Antilles : une catastrophe prévisible25/08/20212021Journal/medias/journalnumero/images/2021/08/2769.jpg.445x577_q85_box-0%2C104%2C1383%2C1896_crop_detail.jpg

Leur société

Antilles : une catastrophe prévisible

Toute la presse le souligne, ainsi que plusieurs médecins des Antilles et ceux venus en renfort : la catastrophe sanitaire est bien réelle en Martinique et en Guadeloupe. L’épidémie de Covid y fait des ravages.

Beaucoup de soignants arrivés récemment déclarent n’avoir jamais vu ça dans l’Hexagone, même au plus fort de l’épidémie. Le nombre de décès augmente en flèche dans les hôpitaux mais aussi à domicile, où sont renvoyés beaucoup de malades, car il y a un manque d’oxygène de ville (les concentrateurs). La morgue du CHU de Pointe-à-Pitre déborde. Un conteneur et d’autres salles sont aménagés pour y entreposer les cadavres. Les pompes funèbres sont débordées.

Les malades s’entassent dans les couloirs, aux Urgences des CHU. En l’état, les médecins sont contraints de pratiquer une médecine de catastrophe, de guerre, à savoir trier les malades entre ceux qui auraient le plus de chances de survie en réanimation et les autres. Cela signifie une cruelle perte de chances pour des dizaines de malades qui auraient pu être sauvés.

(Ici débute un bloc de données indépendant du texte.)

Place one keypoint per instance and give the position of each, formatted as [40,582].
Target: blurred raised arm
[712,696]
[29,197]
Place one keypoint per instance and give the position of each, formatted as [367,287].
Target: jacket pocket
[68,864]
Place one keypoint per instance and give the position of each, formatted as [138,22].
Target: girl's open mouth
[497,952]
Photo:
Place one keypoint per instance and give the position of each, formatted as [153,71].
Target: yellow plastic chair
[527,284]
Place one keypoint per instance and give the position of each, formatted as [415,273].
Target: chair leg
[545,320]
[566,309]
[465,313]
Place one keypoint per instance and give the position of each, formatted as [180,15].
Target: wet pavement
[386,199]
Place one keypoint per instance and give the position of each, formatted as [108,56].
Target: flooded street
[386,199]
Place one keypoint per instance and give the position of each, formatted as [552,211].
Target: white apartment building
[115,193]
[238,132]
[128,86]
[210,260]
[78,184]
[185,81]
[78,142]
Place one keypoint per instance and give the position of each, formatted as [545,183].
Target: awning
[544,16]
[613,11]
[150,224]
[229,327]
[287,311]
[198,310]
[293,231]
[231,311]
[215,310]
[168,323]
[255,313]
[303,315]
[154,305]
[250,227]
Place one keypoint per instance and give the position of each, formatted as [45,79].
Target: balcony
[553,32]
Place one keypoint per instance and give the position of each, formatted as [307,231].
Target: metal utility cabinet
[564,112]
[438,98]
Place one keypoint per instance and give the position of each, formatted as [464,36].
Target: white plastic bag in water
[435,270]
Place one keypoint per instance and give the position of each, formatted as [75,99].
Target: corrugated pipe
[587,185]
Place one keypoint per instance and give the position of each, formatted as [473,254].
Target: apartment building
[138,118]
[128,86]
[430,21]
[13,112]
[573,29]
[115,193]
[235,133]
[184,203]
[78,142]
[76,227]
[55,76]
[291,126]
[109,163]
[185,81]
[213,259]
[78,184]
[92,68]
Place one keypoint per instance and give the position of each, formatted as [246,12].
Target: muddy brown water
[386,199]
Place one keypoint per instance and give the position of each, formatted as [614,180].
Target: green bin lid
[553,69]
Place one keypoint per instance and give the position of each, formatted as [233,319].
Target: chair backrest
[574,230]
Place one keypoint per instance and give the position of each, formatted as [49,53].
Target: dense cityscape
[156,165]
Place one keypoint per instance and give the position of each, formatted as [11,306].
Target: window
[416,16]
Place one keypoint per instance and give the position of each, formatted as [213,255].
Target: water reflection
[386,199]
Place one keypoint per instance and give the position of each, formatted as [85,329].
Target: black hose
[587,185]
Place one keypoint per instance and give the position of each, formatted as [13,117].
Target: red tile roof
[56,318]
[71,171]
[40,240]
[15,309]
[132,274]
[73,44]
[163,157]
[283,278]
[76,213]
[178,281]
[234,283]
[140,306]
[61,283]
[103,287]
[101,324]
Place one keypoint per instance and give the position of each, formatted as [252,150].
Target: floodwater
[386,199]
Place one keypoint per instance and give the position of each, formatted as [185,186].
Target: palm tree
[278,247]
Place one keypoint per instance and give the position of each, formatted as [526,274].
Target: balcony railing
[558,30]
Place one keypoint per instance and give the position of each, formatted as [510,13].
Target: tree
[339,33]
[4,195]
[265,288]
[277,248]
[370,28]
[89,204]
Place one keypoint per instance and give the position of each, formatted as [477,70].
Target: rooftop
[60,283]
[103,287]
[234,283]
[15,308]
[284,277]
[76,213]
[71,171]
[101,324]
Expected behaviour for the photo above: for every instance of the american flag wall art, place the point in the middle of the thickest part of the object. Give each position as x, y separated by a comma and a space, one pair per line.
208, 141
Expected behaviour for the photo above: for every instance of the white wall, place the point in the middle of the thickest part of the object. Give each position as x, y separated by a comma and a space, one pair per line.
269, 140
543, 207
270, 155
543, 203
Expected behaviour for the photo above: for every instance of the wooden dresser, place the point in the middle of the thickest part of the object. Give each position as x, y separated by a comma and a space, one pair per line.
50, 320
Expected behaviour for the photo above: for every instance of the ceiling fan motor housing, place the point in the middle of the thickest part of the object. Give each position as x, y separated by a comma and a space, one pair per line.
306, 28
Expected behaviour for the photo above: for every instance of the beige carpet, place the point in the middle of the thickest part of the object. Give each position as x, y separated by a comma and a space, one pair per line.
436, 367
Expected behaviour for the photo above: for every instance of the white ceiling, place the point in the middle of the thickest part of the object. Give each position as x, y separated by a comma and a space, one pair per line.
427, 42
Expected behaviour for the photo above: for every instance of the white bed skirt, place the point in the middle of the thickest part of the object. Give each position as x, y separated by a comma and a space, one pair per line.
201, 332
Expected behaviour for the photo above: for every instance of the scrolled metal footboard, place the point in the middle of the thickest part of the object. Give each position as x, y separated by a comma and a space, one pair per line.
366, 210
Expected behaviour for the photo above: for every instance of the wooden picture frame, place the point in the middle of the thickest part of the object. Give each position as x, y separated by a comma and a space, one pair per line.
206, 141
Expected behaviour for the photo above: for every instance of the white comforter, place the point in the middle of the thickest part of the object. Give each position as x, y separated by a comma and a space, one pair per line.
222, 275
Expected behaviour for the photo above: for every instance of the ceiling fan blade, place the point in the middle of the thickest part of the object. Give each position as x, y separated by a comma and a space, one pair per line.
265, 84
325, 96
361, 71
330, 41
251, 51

Le manque de lits et de personnel adéquat en réanimation est la cause immédiate de cette catastrophe. Mais il y a toute une série de causes plus anciennes, comme le manque chronique de matériel et de personnel, particulièrement de personnel de réanimation formé. Lorsque, même en période calme, on constatait par exemple le manque d’un médicament aussi élémentaire que la bétadine, pour ne citer que cela, on mesure bien l’ampleur du désastre sanitaire qui est permanent.

Cette catastrophe était donc prévisible, et même annoncée par de nombreux soignants, par les militants du mouvement ouvrier. Voilà des années que le personnel et les militants syndicaux dénoncent avec force l’état de délabrement des hôpitaux publics. Il est manifeste aujourd’hui que, même par rapport à la situation critique de bien des hôpitaux de l’Hexagone, la situation de ceux des Antilles est bien plus grave. D’une manière générale, les travailleurs et les couches populaires des Antilles connaissent les mêmes problèmes que ceux de l’Hexagone, mais en plus grave, et dans tous les domaines. Cette situation est héritée du colonialisme.

Il est bien trop facile de mettre la catastrophe sur le dos de la population défiante à l’égard de la vaccination. Même si cela s’améliore depuis quelques jours face à l’hécatombe, il est vrai que 80 % de la population refusait jusqu’ici la vaccination, à tort bien sûr.

Cette défiance contre la vaccination vient d’une méfiance permanente de la politique imposée par Paris. Elle augmente singulièrement parmi les plus pauvres, travailleurs, chômeurs, précaires. L’empoisonnement général des terres, de l’eau, de la population par le chlordécone, le déficit d’eau courante entre autres, en sont des causes importantes. De plus, si la catastrophe sanitaire actuelle éclate aux yeux de tous, une catastrophe rampante existe face aux comorbidités qui frappent depuis toujours la population antillaise. Elle est atteinte dans une proportion bien plus importante que dans l’Hexagone de maladies endémiques telles que le diabète, l’hypertension, l’obésité, les maladies cardiovasculaires, les cancers, dont ceux de la prostate, etc. 11 % de la population est victime du diabète contre 4,6 % dans l’hexagone. Ces maladies-là n’ont jamais été traitées. Elles sont aujourd’hui une des causes de la surmortalité à partir de la contamination au Covid.

Les pouvoirs publics savaient au moins depuis six mois que la population était réticente à la vaccination. Il n’y a pas eu plus d’embauches dans les hôpitaux, plus de matériels, plus de stocks d’oxygène en amont. Et même aujourd’hui, pendant ladite « médecine de guerre » pratiquée, il n’y a toujours pas suffisamment de stocks de médicaments ou d’oxygène vital, pas d’organisation des Urgences où ceux qui arrivent contaminent ceux qui ne le sont pas encore, etc. Quelques avions évacuent quelques malades vers l’Hexagone. Mais pourquoi ne pas prévoir un pont aérien permanent et efficace, une noria pour acheminer matériels et personnels, non pas au compte-gouttes mais en grand nombre et quotidiennement ?

Cette anarchie n’est pas fortuite. Elle sort du cerveau orienté de ceux qui dirigent la société, orientée vers la satisfaction des besoins de la classe dirigeante aveugle à tout ce qui peut soulager les souffrances de la population. Et c’est vrai même quand il s’agit d’une question de vie ou de mort, on le voit aujourd’hui.